Abstract

AbstractAfter decades of outsourcing mining activities, Global North governments have begun to domesticate production sites. This strategy aligns with decarbonization goals but also contributes to the emergence of new environmental conflicts and protest movements. The analysis of these movements provides an important insight into the changing shape of transnational rule in the context of resource extraction for the European Green Deal. Building on the approach to reconstruct rule from resistance, we reconstruct the anti-mining resistance movement against a lithium mine in Serbia. Tracing their tactics and addressees, we identify three main conflict actors that the movement is opposed to (the transnational mining company Rio Tinto, the Serbian government, and the European Union (EU)).
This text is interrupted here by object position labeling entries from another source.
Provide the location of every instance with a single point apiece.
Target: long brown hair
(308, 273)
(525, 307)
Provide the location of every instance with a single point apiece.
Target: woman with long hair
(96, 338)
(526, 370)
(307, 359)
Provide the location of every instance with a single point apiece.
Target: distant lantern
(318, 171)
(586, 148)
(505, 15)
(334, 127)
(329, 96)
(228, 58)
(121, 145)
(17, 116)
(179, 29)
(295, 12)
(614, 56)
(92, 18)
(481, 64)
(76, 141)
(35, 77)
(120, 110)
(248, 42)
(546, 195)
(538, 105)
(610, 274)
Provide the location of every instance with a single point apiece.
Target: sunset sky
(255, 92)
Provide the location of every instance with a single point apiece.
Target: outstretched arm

By addressing these institutions, the protesters do not only constitute a multifaceted conflict constellation around the Jadar project, but they also submit an argument about who can and who is allowed to dictate to others how they ought to behave. While all involved parties play their part, the EU appears more as a structural force during the conflict, preconfiguring the possible conduct of others. Particularly, the accession process places contradictory expectations on Serbia, both enabling and restricting the agency of the government and domestic protest movements. Yet, transnational companies are likely profiting from this constellation in the long run, because the inbuilt contradiction between a commitment to green policies and a pressure to open markets to foreign investments in the context of the accession process is conducive to that end.